An anti-abortion activist prays near the Supreme Court on October 4, 2021 in Washington, DC (Kevin Dietsch / Getty Images via AFP)

“This is not some kind of vigilante scheme,” said Will Thompson, defending the law for the Texas Attorney General’s Office. “This is a scheme that uses the normal, lawful process of justice in Texas.”

The Texas law is just one that has set up the biggest test of abortion rights in the US in decades, and it is part of a broader push by Republicans nationwide to impose new restrictions on abortion.

On Monday, the US Supreme Court began a new term, which in December will include arguments in Mississippi’s bid to overturn 1973’s landmark Roe v. Wade decision guaranteeing a woman’s right to an abortion.

Last month, the court did not rule on the constitutionality of the Texas law in allowing it to remain in place. But abortion providers took that 5-4 vote as an ominous sign about where the court might be heading on abortion after its conservative majority was fortified with three appointees of former President Donald Trump.

Ahead of the new Supreme Court term, Planned Parenthood on Friday released a report saying that if Roe v.
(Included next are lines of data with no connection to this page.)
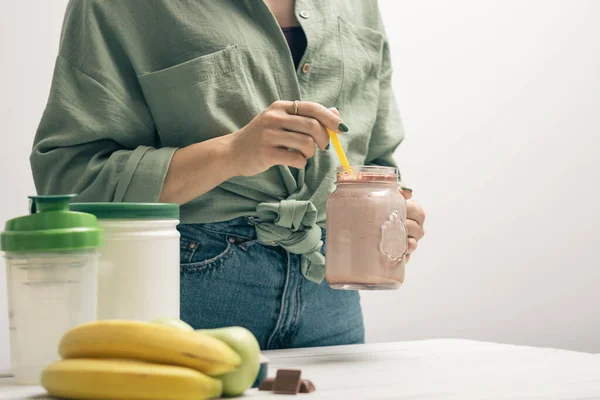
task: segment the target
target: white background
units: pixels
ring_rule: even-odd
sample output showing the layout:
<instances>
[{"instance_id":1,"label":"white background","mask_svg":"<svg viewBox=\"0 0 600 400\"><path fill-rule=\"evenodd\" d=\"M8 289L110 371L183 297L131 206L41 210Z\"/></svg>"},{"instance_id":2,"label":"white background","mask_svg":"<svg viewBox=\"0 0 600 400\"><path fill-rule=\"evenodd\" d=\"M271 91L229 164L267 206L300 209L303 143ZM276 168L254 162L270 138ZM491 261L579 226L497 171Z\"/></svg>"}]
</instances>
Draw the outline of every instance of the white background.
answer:
<instances>
[{"instance_id":1,"label":"white background","mask_svg":"<svg viewBox=\"0 0 600 400\"><path fill-rule=\"evenodd\" d=\"M28 156L65 0L0 4L0 227ZM363 295L369 341L460 337L600 352L600 2L381 0L428 213L405 286ZM343 111L343 110L342 110ZM0 370L8 367L0 261Z\"/></svg>"}]
</instances>

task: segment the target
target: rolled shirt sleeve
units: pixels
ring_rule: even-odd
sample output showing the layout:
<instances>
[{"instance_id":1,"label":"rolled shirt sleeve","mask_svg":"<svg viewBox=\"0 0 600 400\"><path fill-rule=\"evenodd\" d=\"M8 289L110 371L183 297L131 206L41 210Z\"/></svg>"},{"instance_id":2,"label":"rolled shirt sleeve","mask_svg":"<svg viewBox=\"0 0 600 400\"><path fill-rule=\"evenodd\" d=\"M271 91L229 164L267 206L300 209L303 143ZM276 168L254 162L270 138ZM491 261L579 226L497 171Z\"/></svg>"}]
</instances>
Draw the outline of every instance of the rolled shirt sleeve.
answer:
<instances>
[{"instance_id":1,"label":"rolled shirt sleeve","mask_svg":"<svg viewBox=\"0 0 600 400\"><path fill-rule=\"evenodd\" d=\"M136 75L101 29L70 3L30 157L35 185L76 201L157 202L176 149L158 148Z\"/></svg>"}]
</instances>

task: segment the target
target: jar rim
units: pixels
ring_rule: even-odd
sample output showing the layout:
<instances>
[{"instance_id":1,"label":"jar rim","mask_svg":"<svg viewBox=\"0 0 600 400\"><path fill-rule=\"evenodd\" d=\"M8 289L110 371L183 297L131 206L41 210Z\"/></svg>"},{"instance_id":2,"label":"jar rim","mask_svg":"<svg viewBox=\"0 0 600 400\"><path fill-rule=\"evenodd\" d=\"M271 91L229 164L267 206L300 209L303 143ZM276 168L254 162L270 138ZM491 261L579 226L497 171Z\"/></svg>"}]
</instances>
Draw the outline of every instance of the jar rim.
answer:
<instances>
[{"instance_id":1,"label":"jar rim","mask_svg":"<svg viewBox=\"0 0 600 400\"><path fill-rule=\"evenodd\" d=\"M351 171L344 167L337 168L337 182L397 182L398 168L376 165L351 166Z\"/></svg>"}]
</instances>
Wade were overturned, 26 states are primed to ban abortion. This year alone, nearly 600 abortion restrictions have been introduced in statehouses nationwide, with more than 90 becoming law, according to Planned Parenthood.

Texas officials argued in court filings that even if the law were put on hold temporarily, providers could still face the threat of litigation over violations that might occur in the time between a permanent ruling.

At least one Texas abortion provider has admitted to violating the law and been sued — but not by abortion opponents. Former attorneys in Illinois and Arkansas say they sued a San Antonio doctor in hopes of getting a judge who would invalidate the law.